Definition of Bonds
Bonds payable are a form of long-term debt, which include a formal agreement to pay interest semiannually and the principal amount at maturity. The interest is an expense that reduces the corporation's earnings and its taxable income.
Definition of Stock
Shares of common stock are ownership interests in a corporation. There is no promise to pay dividends nor is there a maturity date. The dividends (if any are paid) do not reduce earnings nor do they reduce the corporation's taxable income.
Advantages of Issuing Bonds Instead of Stock
There are several advantages of issuing bonds (or other debt) instead of issuing shares of common stock:
- Interest on bonds and other debt is deductible on the corporation's income tax return while the dividends on common stock are not deductible on the income tax return.

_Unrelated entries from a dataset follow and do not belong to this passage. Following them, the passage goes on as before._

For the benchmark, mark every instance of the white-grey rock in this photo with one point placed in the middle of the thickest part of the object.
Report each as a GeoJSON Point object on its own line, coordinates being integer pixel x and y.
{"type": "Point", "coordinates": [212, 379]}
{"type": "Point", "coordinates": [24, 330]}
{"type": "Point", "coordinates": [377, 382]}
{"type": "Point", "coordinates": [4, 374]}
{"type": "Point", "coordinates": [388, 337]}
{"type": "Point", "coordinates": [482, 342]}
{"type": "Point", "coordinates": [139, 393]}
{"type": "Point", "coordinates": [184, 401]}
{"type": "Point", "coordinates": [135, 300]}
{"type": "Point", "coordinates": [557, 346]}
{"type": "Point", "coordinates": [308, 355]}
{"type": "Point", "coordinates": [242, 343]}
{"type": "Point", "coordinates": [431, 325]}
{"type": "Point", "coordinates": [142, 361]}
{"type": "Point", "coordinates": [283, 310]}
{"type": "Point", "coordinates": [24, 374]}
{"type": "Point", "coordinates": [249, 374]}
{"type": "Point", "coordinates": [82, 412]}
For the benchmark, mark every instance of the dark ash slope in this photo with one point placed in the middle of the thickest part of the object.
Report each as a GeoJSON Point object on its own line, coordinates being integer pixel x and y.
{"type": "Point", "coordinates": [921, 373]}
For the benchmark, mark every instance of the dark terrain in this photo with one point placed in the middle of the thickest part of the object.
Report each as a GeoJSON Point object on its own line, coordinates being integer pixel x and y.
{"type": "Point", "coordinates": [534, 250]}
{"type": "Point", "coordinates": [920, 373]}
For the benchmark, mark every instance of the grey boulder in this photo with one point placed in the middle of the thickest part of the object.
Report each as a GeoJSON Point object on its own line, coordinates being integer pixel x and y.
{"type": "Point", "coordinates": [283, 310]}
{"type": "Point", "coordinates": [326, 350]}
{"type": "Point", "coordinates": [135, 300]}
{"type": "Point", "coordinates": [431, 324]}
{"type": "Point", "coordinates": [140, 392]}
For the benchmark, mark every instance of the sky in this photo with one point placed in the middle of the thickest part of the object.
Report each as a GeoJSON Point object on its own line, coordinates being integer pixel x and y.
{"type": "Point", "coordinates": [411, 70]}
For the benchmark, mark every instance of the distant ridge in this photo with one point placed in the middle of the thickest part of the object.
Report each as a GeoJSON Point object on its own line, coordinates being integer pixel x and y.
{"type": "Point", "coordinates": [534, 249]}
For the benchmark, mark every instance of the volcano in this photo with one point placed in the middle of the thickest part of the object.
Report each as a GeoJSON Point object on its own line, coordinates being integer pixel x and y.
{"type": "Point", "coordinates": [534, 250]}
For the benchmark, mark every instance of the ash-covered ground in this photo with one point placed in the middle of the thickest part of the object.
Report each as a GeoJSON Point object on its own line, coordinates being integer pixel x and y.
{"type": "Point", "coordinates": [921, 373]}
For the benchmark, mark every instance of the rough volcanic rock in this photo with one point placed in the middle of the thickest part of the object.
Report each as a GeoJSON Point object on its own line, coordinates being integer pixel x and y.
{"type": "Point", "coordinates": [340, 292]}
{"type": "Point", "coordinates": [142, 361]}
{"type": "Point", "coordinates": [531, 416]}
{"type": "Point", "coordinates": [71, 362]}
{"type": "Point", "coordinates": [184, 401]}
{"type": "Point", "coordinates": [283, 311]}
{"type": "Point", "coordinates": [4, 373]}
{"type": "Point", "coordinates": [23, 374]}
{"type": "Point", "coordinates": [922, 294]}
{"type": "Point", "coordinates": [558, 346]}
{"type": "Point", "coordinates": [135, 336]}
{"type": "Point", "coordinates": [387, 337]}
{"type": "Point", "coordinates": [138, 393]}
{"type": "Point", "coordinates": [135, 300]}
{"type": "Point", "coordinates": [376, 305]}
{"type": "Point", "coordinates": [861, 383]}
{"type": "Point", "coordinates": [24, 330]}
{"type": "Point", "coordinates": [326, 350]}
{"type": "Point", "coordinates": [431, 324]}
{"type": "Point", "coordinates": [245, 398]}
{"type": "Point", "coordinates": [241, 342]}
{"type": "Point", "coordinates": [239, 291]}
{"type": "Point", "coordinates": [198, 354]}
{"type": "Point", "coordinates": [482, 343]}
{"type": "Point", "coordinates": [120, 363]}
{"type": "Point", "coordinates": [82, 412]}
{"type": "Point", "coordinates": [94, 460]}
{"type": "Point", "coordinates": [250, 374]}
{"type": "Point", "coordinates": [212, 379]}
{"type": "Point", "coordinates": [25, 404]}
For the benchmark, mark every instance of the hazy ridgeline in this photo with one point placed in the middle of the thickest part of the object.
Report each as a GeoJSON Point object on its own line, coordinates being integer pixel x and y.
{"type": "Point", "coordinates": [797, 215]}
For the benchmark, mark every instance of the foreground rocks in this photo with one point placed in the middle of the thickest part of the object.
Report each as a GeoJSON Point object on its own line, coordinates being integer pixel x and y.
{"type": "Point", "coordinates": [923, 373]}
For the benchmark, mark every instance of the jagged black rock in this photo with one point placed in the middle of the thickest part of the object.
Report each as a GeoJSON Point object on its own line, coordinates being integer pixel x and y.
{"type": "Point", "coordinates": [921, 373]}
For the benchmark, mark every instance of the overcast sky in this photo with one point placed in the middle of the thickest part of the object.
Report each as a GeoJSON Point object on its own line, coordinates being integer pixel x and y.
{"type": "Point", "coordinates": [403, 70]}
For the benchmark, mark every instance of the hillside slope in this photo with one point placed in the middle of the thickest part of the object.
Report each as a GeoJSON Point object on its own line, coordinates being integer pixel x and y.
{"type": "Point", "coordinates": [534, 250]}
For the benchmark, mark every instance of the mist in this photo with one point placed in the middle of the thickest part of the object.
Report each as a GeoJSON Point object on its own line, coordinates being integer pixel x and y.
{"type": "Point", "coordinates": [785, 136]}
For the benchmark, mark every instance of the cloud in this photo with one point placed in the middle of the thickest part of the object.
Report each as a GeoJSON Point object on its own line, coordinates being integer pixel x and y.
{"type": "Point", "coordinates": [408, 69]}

Hence, if a corporation's incremental federal and state income tax rate is 30%, bond interest payments of $40,000 will reduce the income tax payments by $12,000 (30% of the $40,000 reduction in taxable income). If the bond interest rate is 6%, the after-tax interest cost is 4.2% [6% minus 1.8% (30% of 6%)].
- Since bonds are a form of debt, the existing stockholders' ownership interest in the corporation will not be diluted. Therefore, the future gains from use of the bond proceeds (minus the bond interest payments) will flow to the stockholders. This is related to the concept of leverage or trading on equity.